An additional challenge for many banks is that employees see onboarding and its associated documentation as a time consuming and complicated process from an operations perspective. It can take days or even weeks to onboard a new retail customer and for business accounts it can be much worse; a Deloitte report suggests it can take some banks up to 16 weeks to onboard a new commercial customer. Most often, the main problems in onboarding stem from backend processes that are manual when it comes to documentation, still being largely comprised of emails, word documents and repositories that sit in unrelated silos across an organization, collecting numerous, often redundant, pieces of data.

While all data can be important, better onboarding requires more collaboration and transparency between banks and their customers. This means banks should be more thoughtful in their approach to onboarding, ensuring they are using data from their core to the fullest to reduce redundant and manual processes and to make the overall process more streamlined. The goal is to maximize the speed for the customer while minimizing the risk for the bank.

Better Banking Through Better Documentation
Many banks do not see documentation as a data issue. However, by taking a data-driven approach, one that uses data from the core and feed backs into it, banks transform documents into data and, in turn, into an opportunity. Onboarding documents become a key component of the bank’s overall, end-to-end digital chain. This can have major impacts for banks’ operational efficiencies as well as bottom lines. In addition to faster onboarding to help build stronger customer relationships, a better documentation process means better structured data, which can offer significant competitive advantages in a crowded market.

When it comes to documentation capabilities, flexibility is key. This can be especially true for commercial customers. An adaptable solution can feel less “off the shelf” and provide the flexibility to meet individual client needs, while giving a great customer experience and maintaining regulatory guidelines. This can also provide community bankers with the ability to focus on what they do best, building relationships and providing value to their customers, rather than manually gathering and building documents.

While digitizing the documents is critical, it is in many ways the first step to a better overall process. Banks must also be able to effectively leverage this digitized data, getting it to the core, and having it work with other data sources.

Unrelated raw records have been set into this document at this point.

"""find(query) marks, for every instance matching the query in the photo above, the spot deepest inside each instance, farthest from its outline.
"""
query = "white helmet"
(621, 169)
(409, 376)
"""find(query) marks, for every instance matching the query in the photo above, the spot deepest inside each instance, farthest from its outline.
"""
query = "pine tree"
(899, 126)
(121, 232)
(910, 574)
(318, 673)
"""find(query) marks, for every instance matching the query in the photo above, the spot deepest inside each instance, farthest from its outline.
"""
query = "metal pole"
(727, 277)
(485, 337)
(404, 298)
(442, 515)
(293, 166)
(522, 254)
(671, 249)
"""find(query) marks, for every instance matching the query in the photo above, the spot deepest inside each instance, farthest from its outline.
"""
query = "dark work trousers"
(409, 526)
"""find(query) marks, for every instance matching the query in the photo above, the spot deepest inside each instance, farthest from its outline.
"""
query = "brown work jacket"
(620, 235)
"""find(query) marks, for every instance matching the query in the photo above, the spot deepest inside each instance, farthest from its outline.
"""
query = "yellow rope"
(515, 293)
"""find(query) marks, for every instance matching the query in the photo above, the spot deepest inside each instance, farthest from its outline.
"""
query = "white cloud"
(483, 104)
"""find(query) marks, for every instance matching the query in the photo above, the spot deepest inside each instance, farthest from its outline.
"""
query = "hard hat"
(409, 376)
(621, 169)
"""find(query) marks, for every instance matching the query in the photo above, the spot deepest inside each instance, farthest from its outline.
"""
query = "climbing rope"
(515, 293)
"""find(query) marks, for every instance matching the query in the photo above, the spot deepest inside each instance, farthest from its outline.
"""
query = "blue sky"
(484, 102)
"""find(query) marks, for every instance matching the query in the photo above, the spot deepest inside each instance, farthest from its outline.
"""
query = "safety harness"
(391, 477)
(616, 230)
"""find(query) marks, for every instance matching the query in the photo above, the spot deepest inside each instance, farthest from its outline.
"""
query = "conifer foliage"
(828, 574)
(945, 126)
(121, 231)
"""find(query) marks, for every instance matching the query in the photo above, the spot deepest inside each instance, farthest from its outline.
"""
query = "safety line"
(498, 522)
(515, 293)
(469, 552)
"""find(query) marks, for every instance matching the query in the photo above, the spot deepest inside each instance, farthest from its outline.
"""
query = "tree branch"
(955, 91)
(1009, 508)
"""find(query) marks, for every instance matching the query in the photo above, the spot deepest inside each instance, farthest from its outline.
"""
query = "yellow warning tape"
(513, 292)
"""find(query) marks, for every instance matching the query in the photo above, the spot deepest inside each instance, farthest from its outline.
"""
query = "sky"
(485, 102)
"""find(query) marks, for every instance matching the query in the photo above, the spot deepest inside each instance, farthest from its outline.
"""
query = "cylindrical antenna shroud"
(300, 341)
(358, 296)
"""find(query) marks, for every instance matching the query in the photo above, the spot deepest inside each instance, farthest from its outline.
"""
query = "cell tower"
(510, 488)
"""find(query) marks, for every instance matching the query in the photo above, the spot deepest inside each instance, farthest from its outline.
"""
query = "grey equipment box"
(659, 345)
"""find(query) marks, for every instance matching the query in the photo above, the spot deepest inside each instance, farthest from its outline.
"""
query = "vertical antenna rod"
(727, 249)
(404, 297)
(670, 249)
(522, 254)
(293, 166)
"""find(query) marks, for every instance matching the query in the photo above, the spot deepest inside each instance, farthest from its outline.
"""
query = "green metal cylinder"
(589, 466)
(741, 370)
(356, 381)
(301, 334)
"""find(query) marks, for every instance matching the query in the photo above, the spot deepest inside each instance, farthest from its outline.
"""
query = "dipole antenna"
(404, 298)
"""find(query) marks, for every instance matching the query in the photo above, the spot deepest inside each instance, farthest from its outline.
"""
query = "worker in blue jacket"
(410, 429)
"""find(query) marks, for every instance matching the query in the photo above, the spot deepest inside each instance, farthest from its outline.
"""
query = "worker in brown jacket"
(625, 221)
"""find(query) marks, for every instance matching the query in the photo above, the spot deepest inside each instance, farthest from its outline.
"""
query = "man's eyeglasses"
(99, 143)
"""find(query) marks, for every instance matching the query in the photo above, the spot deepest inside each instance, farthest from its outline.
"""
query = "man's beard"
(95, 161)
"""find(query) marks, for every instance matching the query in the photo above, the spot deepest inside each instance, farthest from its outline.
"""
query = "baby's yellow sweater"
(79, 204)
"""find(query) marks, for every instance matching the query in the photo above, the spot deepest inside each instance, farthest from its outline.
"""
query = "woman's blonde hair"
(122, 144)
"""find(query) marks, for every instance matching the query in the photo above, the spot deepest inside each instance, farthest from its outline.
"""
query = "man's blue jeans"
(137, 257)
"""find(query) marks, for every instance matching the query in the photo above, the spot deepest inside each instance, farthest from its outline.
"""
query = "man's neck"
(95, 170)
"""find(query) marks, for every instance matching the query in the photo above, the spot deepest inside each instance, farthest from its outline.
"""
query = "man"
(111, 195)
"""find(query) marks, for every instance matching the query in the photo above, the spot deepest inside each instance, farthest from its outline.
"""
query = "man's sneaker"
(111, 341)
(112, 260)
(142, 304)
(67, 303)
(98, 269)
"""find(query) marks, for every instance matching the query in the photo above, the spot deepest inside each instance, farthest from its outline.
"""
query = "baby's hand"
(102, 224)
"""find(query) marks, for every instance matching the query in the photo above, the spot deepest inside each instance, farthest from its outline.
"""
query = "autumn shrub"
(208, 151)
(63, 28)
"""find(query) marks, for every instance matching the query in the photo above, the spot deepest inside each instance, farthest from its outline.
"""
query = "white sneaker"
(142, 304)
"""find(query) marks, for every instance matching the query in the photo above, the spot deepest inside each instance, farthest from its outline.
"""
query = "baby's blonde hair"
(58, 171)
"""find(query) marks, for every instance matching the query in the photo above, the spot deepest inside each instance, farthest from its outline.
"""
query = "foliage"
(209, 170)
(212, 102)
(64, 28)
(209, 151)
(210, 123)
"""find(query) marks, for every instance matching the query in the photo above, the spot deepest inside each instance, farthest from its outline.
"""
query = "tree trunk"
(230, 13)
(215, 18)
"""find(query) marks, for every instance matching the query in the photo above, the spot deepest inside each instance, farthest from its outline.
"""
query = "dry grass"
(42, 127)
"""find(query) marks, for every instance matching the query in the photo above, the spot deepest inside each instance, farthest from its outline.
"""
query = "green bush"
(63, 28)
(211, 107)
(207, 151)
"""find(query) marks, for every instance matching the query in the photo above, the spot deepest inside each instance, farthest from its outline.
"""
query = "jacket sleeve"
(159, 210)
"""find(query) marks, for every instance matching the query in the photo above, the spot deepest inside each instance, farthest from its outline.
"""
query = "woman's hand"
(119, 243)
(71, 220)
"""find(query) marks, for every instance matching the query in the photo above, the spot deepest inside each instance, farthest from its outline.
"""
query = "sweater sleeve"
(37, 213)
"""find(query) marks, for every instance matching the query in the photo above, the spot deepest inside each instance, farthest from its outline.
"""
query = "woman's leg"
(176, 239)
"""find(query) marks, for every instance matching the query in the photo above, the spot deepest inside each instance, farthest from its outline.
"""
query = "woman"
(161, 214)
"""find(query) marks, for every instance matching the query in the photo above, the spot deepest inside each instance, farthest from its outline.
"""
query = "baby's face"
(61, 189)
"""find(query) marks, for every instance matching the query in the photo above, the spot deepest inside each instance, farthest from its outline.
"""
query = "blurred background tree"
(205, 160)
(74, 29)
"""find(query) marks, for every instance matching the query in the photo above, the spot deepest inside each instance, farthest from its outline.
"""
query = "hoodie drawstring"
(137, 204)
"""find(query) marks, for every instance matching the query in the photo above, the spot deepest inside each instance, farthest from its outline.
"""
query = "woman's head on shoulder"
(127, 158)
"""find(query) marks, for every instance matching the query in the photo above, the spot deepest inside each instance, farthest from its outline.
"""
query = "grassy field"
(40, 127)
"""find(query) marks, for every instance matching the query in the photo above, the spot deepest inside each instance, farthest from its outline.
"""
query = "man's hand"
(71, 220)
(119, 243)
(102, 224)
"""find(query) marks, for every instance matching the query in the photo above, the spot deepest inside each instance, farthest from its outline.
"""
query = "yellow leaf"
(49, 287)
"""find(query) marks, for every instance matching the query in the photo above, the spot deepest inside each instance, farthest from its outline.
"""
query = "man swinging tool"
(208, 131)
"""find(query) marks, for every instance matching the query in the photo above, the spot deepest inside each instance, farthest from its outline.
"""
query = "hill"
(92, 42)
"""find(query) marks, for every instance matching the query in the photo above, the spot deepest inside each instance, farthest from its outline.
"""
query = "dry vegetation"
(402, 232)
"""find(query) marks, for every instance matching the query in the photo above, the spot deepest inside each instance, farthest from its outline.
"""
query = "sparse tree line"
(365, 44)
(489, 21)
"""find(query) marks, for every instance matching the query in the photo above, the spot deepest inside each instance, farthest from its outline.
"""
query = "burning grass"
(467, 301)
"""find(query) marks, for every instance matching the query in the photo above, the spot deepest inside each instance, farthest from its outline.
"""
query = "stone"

Digital transformation has become an imperative for most community banks, but documentation continues to be overlooked entirely in these projects. Even discounting the operational impacts, documents ultimately represent the two most important “Rs” for banks – relationships and revenue, which are inextricably tied. By changing how they approach and treat client documentation, banks can be much more effective in not only the customer onboarding process, but also in responding to those customer needs moving forward, strengthening those relationships and driving revenue now and in the future.